山梨と『人国記』
成立年や作者は分かっていませんが、室町時代とも言われる昔に書かれた、その土地の風土などから人々の精神性や気質を解析した『人国記』は、甲斐国の戦国武将武田信玄の愛読書として有名です。
以下は、甲斐国(山梨)の人々についての文章の全文です。
甲斐国の風俗は、人の気質尖(するど)にかたくへなり。意地余国を五カ国合わせたる程好ましからざる国にして、死することを厭はずして、傍若無人の事多し。
これに因(よ)って上は下を苦しめ、下は上を敬わずして、下臈(げろう)に少しの過ちあれば、主則ち(すなわち)これを罰し、主として下に非道あれば、大身は忠信を専らとして諌(いさ)めをなして、本意と云ふ二字を忘却して恨みを含み、小身下下は則ち憤を発して害を近く設け、すべて道理を弁(わきま)へずして無動なれども、その勇気甚だ切にして、死を事ともせずして健気なること、譬(たと)へば軍陣において親眼前に討たれぬれば、子これを見て、その死骸を踏み越えて共に討死を遂げ、子亦討たれぬれば、親亦かくの如し。
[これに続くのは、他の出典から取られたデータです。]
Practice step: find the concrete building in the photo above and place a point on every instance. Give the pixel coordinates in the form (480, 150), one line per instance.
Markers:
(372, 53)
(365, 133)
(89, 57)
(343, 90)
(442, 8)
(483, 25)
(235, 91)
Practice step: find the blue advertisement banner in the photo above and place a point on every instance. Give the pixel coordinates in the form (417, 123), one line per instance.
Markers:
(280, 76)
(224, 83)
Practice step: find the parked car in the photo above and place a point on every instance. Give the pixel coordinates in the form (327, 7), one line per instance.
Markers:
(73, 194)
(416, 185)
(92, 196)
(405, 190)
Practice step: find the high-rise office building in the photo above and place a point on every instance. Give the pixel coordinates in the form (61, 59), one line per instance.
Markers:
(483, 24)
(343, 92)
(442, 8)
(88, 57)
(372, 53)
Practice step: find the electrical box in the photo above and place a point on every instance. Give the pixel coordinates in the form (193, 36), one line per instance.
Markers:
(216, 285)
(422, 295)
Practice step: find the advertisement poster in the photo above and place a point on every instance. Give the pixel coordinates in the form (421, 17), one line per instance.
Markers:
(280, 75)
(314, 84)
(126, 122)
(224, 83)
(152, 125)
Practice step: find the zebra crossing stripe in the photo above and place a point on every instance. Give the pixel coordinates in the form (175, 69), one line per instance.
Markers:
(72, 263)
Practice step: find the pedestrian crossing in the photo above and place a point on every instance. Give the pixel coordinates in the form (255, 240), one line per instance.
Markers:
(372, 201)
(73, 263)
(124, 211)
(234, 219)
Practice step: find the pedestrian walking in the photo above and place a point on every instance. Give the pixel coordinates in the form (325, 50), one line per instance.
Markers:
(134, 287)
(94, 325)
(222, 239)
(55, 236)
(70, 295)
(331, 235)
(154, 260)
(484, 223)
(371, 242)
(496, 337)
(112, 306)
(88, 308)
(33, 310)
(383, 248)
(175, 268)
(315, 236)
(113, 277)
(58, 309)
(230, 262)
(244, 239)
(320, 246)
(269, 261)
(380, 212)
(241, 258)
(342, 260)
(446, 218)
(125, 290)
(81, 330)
されば人の本は勇を以って初めとし、勇を以って後とす。然ればその機に当る人を遣はして、厳と威を正しくしてその正政を教ふるものならば、自然と道理に帰服することもあるべきか。その善一にその悪十なり。
この国、生沢の鮎、題目石は名高し。
現代語訳はないので、ざっくりとの理解になりますが、結構コテンパンに言われているように思います。
ただ、人情があるのは、「軍陣において親眼前に討たれぬれば、子これを見て、その死骸を踏み越えて共に討死を遂げ、子亦討たれぬれば、親亦かくの如し」の一節。戦において親が目の前で討たれれば子が共に討死を遂げ、子が討たれても親は同じようにする、とあります。
生沢は、現在の石和です。鮎が名産でもあり、また題目石というのは、日蓮上人が甲斐国を巡り布教の際に七つの石に「南無妙法蓮華経」と一文字ずつ書いた「経石」のことです。